The Road Less Traveled — Dead Horse Point State Park, Utah

  • Tom Dell
  • Tagged , ,
  • September 2, 2015
  • One of my favorite road trip hubs in North America is the small Utah town of Moab. It’s literally surrounded by spectacular red rock canyon country, including two outstanding national parks – Arches and Canyonlands. In addition, Moab is the operations hub of more whitewater rafting companies and 4WD tour operators than you can shake a selfie stick at. It’s also America’s mountain biking capital, with a vast network of  outstanding slickrock trails.

    A small Mormon ranching and mining town just a quarter century ago, Moab has become a big-time tourism magnet full of hotels, upscale restaurants and brewpubs. If you visit Moab, plan to spend at least a few days here. You’ll need room reservations just about any time of year.

    So you wouldn’t think we’d find a destination for our Road Less Traveled series in this area. Yet, despite Moab’s tourism hubbub, one of the Southwest’s finest viewpoints remains relatively uncrowded. That’s Dead Horse Point State Park, located 32 miles from Moab just off the road into Canyonlands National Park’s Island in the Sky District. It’s an awesome view that you won’t want to miss.

    Red Rocks 12-13 415
    Looking southeast down Shafer Canyon, you can see the 12,000-foot La Sal Mountains

    The setting is amazing.
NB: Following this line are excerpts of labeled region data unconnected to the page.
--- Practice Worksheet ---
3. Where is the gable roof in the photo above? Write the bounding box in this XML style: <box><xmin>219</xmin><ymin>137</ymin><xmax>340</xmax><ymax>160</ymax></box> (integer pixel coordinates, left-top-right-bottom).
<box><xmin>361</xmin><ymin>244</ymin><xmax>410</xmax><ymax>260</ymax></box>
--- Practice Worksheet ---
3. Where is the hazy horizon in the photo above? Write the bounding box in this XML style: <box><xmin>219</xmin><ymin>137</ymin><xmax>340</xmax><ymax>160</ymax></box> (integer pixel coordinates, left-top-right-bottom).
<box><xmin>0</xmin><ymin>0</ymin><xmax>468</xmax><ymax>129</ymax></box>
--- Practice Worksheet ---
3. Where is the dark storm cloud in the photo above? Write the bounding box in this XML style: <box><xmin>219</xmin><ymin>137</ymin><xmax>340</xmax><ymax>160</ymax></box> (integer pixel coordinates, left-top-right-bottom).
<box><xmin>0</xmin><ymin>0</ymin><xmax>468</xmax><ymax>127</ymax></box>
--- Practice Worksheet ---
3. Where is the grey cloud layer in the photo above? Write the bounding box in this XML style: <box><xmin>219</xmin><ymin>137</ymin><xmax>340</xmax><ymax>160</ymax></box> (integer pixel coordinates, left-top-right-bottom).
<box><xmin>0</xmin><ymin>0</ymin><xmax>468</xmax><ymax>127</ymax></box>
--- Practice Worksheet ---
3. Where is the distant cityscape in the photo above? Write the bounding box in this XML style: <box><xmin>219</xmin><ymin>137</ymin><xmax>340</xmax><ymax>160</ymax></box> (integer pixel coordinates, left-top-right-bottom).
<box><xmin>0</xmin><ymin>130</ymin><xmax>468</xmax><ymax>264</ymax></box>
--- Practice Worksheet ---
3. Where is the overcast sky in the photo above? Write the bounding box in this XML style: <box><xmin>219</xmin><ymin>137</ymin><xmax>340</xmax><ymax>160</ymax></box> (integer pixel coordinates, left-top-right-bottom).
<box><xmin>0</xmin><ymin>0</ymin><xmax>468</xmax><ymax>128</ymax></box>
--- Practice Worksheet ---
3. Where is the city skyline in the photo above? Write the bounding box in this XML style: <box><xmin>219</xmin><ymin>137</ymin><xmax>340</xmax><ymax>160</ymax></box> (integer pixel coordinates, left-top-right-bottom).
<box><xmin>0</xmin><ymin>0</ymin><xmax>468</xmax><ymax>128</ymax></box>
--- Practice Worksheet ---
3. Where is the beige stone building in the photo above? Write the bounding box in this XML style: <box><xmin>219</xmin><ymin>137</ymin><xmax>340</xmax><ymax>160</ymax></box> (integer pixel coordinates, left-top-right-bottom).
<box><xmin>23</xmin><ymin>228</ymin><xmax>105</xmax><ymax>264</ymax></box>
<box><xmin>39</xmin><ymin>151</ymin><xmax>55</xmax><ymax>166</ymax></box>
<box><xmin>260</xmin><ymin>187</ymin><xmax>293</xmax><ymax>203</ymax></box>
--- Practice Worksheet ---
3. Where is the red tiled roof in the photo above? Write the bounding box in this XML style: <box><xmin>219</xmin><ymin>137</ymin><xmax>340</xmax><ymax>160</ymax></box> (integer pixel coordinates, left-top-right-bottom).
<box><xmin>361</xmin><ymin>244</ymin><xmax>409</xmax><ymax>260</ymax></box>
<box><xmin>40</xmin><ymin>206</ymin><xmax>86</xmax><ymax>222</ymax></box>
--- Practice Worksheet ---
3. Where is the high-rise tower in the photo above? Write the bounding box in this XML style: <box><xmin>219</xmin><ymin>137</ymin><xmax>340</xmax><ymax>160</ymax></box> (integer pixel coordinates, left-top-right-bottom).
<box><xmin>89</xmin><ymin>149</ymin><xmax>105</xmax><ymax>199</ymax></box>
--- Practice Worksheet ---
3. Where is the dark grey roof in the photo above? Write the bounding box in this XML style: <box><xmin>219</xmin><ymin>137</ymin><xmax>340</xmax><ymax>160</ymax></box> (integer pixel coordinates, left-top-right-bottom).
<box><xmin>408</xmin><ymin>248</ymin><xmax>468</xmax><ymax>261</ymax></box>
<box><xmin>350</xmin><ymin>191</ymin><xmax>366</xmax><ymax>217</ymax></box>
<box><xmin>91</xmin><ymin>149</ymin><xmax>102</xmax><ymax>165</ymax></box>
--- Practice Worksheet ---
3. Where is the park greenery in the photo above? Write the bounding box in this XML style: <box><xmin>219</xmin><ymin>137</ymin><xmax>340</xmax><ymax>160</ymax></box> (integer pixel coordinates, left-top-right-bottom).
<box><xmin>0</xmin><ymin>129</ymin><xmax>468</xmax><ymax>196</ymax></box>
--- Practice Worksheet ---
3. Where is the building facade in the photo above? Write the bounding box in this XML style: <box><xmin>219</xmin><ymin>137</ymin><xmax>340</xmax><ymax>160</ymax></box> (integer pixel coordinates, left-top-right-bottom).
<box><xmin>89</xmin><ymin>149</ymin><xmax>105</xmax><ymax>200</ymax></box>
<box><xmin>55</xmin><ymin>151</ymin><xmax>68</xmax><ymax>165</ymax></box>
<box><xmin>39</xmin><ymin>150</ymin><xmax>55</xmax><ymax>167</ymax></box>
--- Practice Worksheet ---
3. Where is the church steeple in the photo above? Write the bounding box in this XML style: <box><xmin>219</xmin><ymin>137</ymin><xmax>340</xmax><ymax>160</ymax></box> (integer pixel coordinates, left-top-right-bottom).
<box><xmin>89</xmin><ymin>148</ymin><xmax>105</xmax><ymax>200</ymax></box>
Two thousand feet above the Colorado River is a plateau separated from a larger plateau by a 30-foot-wide isthmus called “The Neck.” The river here makes a 180-degree meander just to the south, making for more dramatic views than you’ll find anyplace not named Grand Canyon. Cowboys used the plateau as a corral for horses. As the story goes, some horses were trapped there when someone neglected to leave the barrier open. The horses perished of thirst in sight of the river below.

    The park has a visitor center, a campground, several hiking trails, and an extensive system of mountain bike trails. But the park is all about the views. From any of the viewpoints, you can see just about forever. The air is especially clear in fall and winter, as you can see from the accompanying photos, which were taken in late December 2013 just after dawn (10 degrees!)  Avoid summer; this is desert country.

    The entry fee is $10 per vehicle. From Moab, drive 9 miles north on US 191, turn left onto SR 313, then drive 23 miles to the park. Four miles before the park entrance, the Island in the Sky Road to Canyonlands National Park branches off to the right. You’ll want to visit Canyonlands, too; it has less than half the annual visitation as Arches, which is just outside Moab.